The move to introduce more commodities under the maximum retail price (MRP) based tax assessment has stirred up protests from many quarters, especially the electronic appliances industry, though the revenue department expects limited impact on additional revenue collection from the move.
This is because while some items like brown goods and electronic appliances have high retail mark-up, other items like razor and razor blades have low retail mark-up which would not lead to significant additional revenue generation.
A peculiar case is that of pan masala wherein an MRP-based assessment has been levied on packs above 10 gms. This has infact led to a discrepancy since the packs less than 10 gms have been levied a higher excise duty on their rateable value, while the packs equal or above have an abatement of 50 per cent on their MRP which would lead to a lower tax payment by them.
More From This Section
"In the case of pan masala, packages above 10 grams have been subject to the MRP-based excise assessment which infact would result in a lower tax collection than under the previous regime. For instance, under the previous regime, companies had to pay an excise duty of Rs 12.80 per 10 gm pack. Under the MRP-based tax regime, companies owuld have to pay only Rs 12 per 10 gm pack since there is a 50 per cent abatement on the MRP", pointed out an executive with a pan masala company.
However, the electronic appliances and brown goods manufacturing companies are unhappy since the move to an MRP system has been a double blow, not only has the tax payments gone up but also the abatement levels on their MRP has been lower than the industry expectation.
Inalsa is already firming up plans to submit a repersentation to the government through the various apex chambers of commerce including CII, FICCI and Assocham, pointing out the additional tax burden on the electronic appliances companies which cannot be fully passed on to the consumers.

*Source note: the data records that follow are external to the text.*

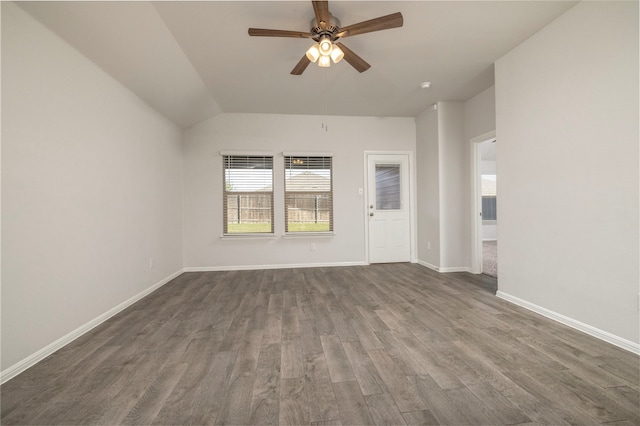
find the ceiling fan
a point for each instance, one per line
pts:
(325, 31)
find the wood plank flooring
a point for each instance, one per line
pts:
(381, 344)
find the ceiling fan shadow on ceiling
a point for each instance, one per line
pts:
(325, 31)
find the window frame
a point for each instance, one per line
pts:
(312, 159)
(267, 159)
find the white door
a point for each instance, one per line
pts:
(388, 208)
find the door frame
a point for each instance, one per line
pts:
(412, 204)
(476, 200)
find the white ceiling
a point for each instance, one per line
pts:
(193, 60)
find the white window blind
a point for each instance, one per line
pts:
(308, 193)
(247, 194)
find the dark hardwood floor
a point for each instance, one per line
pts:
(381, 344)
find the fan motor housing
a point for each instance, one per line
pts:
(317, 31)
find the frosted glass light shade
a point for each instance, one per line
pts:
(324, 61)
(325, 46)
(313, 53)
(337, 54)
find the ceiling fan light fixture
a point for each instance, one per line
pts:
(325, 46)
(324, 61)
(313, 53)
(336, 54)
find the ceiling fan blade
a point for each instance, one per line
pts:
(261, 32)
(386, 22)
(356, 61)
(321, 9)
(301, 66)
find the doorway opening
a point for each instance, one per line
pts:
(484, 202)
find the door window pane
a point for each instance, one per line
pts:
(388, 187)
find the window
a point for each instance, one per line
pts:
(308, 194)
(247, 194)
(388, 195)
(489, 197)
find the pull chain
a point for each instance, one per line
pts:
(324, 84)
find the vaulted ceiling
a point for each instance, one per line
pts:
(193, 60)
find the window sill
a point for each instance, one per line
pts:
(248, 236)
(309, 235)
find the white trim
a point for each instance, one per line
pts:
(249, 236)
(476, 209)
(248, 153)
(279, 266)
(445, 269)
(580, 326)
(38, 356)
(455, 269)
(329, 234)
(428, 265)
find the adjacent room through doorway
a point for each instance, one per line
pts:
(488, 193)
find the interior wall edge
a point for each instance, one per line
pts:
(273, 266)
(21, 366)
(573, 323)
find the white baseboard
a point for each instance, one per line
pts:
(445, 269)
(279, 266)
(580, 326)
(33, 359)
(428, 265)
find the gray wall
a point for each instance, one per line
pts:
(567, 129)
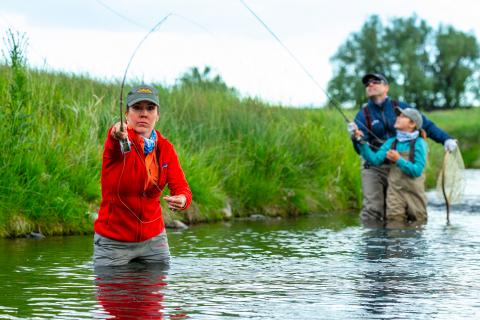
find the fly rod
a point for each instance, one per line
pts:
(305, 70)
(125, 143)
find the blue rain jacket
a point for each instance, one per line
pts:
(383, 120)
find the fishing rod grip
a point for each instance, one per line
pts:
(125, 145)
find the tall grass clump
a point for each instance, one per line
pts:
(50, 147)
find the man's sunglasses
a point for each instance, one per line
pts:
(373, 81)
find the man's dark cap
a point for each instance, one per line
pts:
(376, 76)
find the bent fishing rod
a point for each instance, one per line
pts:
(304, 69)
(125, 143)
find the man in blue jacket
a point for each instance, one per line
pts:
(376, 120)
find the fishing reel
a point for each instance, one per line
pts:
(125, 145)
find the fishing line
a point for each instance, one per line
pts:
(125, 144)
(305, 70)
(115, 12)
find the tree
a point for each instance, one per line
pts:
(361, 53)
(456, 59)
(426, 68)
(408, 40)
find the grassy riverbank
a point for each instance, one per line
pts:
(240, 155)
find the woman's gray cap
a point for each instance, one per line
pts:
(376, 76)
(412, 114)
(142, 93)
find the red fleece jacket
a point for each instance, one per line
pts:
(128, 212)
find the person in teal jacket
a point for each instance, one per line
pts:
(406, 200)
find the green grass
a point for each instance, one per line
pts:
(237, 152)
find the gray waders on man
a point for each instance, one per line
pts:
(374, 188)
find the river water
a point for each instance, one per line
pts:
(316, 267)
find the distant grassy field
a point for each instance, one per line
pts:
(239, 154)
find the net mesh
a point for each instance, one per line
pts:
(451, 179)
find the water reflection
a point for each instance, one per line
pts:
(390, 278)
(133, 291)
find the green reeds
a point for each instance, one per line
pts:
(237, 153)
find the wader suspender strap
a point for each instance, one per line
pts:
(411, 155)
(368, 118)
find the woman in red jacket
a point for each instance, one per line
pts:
(130, 223)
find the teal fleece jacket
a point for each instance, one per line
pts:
(412, 169)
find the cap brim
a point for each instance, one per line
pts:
(131, 103)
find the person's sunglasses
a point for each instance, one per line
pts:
(373, 81)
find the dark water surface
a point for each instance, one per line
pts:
(317, 267)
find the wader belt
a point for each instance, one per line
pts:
(411, 155)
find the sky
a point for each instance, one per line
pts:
(98, 37)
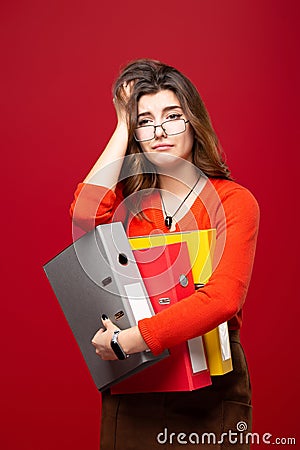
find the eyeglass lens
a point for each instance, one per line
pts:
(170, 127)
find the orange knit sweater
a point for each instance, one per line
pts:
(222, 204)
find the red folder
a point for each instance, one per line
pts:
(167, 275)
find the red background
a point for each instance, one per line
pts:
(58, 61)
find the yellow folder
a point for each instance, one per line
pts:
(201, 245)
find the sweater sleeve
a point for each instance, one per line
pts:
(223, 296)
(95, 205)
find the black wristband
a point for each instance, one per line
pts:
(116, 347)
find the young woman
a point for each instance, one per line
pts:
(163, 171)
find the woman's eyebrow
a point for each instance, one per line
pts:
(166, 109)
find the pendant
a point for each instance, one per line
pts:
(168, 221)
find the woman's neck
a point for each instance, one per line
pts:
(180, 181)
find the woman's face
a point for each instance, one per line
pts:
(153, 109)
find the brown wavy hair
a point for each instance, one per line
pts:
(149, 77)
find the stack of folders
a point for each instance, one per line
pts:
(130, 279)
(98, 274)
(201, 244)
(166, 271)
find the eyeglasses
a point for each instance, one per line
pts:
(169, 127)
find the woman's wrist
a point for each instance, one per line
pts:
(132, 341)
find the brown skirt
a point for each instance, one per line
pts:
(216, 417)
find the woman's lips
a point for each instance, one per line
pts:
(161, 147)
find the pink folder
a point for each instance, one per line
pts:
(167, 275)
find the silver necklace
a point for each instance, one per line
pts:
(168, 218)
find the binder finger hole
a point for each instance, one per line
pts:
(123, 259)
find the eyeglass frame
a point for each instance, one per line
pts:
(160, 125)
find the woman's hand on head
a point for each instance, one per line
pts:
(121, 99)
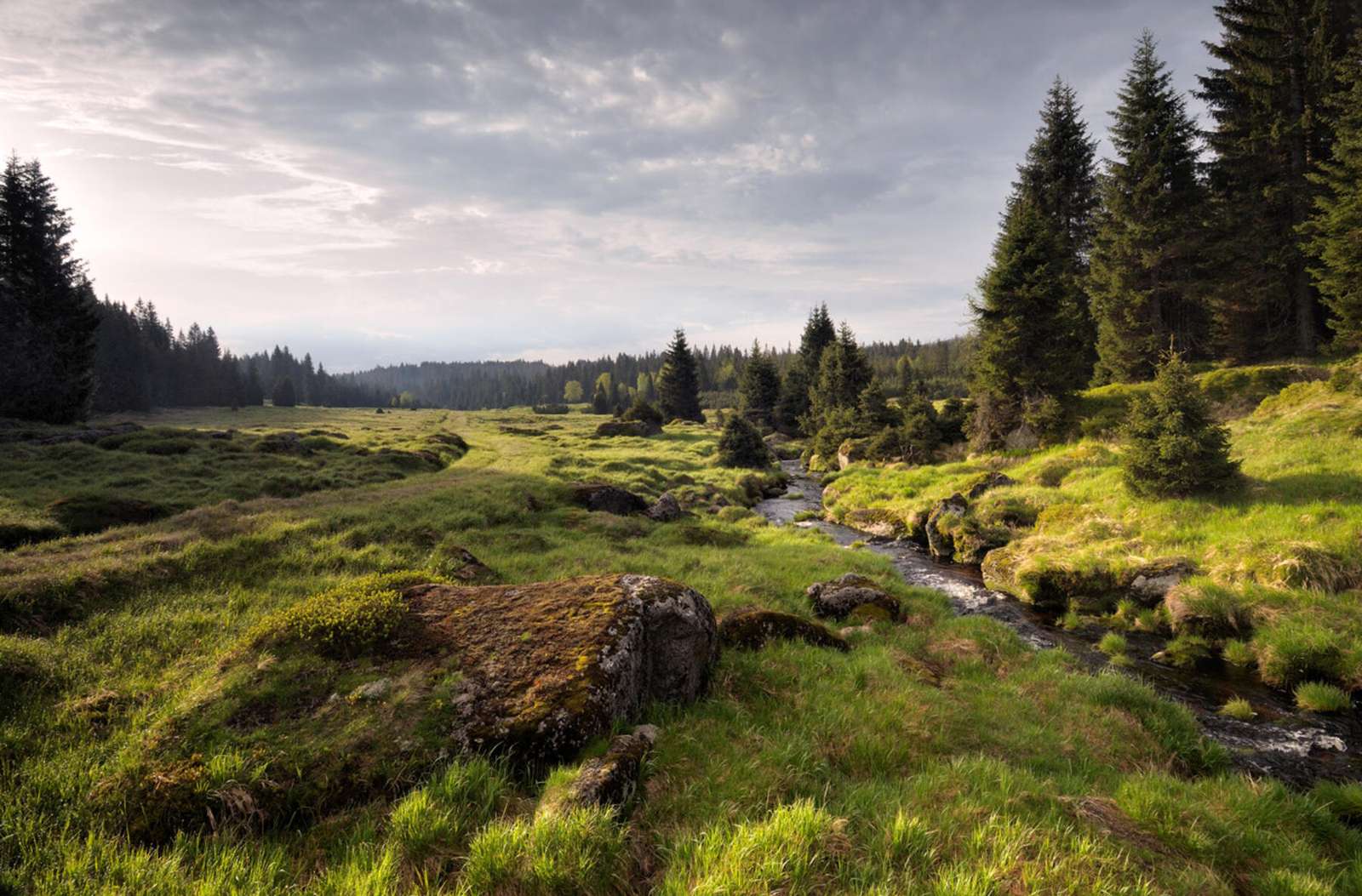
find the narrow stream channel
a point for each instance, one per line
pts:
(1298, 748)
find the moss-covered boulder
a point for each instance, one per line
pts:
(946, 519)
(549, 666)
(878, 522)
(853, 596)
(753, 630)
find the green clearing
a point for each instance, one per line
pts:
(939, 756)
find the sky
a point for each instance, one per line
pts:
(379, 181)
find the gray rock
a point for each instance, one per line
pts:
(851, 596)
(665, 510)
(609, 499)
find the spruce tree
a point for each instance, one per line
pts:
(1021, 324)
(678, 383)
(285, 392)
(1146, 252)
(1267, 100)
(759, 387)
(1173, 444)
(1335, 231)
(48, 310)
(1059, 176)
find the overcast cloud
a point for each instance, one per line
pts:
(490, 179)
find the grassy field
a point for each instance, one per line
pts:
(1278, 560)
(939, 756)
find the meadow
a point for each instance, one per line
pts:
(937, 756)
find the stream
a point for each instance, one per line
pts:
(1284, 742)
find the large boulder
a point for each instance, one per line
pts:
(940, 528)
(753, 630)
(853, 596)
(549, 666)
(608, 499)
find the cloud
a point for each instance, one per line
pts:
(501, 177)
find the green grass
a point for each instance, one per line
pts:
(1279, 562)
(1321, 698)
(150, 666)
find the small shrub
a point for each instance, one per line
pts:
(1296, 650)
(347, 619)
(1320, 698)
(741, 446)
(1173, 446)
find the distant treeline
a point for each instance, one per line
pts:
(140, 362)
(940, 365)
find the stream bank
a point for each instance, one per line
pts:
(1284, 742)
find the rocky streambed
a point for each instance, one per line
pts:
(1280, 741)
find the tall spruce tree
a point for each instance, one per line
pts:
(759, 387)
(1018, 364)
(678, 383)
(803, 374)
(1059, 177)
(1270, 129)
(48, 310)
(1144, 258)
(1335, 231)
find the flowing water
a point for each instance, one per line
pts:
(1280, 741)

A senior executive of Inalsa said: "We seem to be hurtling back to pre-1990 era very fast with too many controls. The entire reforms process has come to a halt and we will now very soon reach, it seems, a Hindu rate of growth of 5 per cent and below.We had asked for 60 per cent abatement on MRP against which the government offered a 40 per cent abatement which is too low."
Similar concerns were voiced by other electronic appliances manufacturing companie. An executiuve of Maharaja Appliances pointed out: "This budget has totally crippled this industry. The impact of the 8 per cent import duty on product costs actually works out to be 12-13% for our sector, since it includes the price effect on our input sector like steel, copper, aluminium and plastic. By working out the effect of the 40 per cent abatement, the total additional duty burden on the cost of products is around 26%. This can't be translated into price rise."
A similar concern was voiced by Saurav Adhikari, Tefal India: "Though we welcome the logic of excise on MRP, the level of abatement allowed has been completely unrealistic. This will lead to additional suffering to an industry which is already bleeding.This seems like a regression into pre-1991 scenario and is an exteremely dangerous situation."
Stating that the reforms process was moving backwards, he said that the customs duty of 8 per cent actually translates to an increase of 13 per cent coupled with the 17.65 devaluation of the Rupee in this one year alone results in almost 30 per cent level of duty protection to this sector. Even if India has 45% of peak rate of duty, this makes this sector one of the most protected sectors in the economy. I donnot think the Indian customers can take a price rise of 10 per cent on top of a projected inflation of around 7 per cent".
However, the effect of the move to a MRP-based excise assessment regime on a razor and razor blades is expected to be neutral.
"Under the MRP-based assessment, 60 percent of the MRP is the assessable value over which an 18 percent duty rate will be imposed. We have worked out that the impact of this on razor and razor baldes and found it to be negligible and the tax payment by the company on these items would not increase significantly", revealed a source close to Gillette India.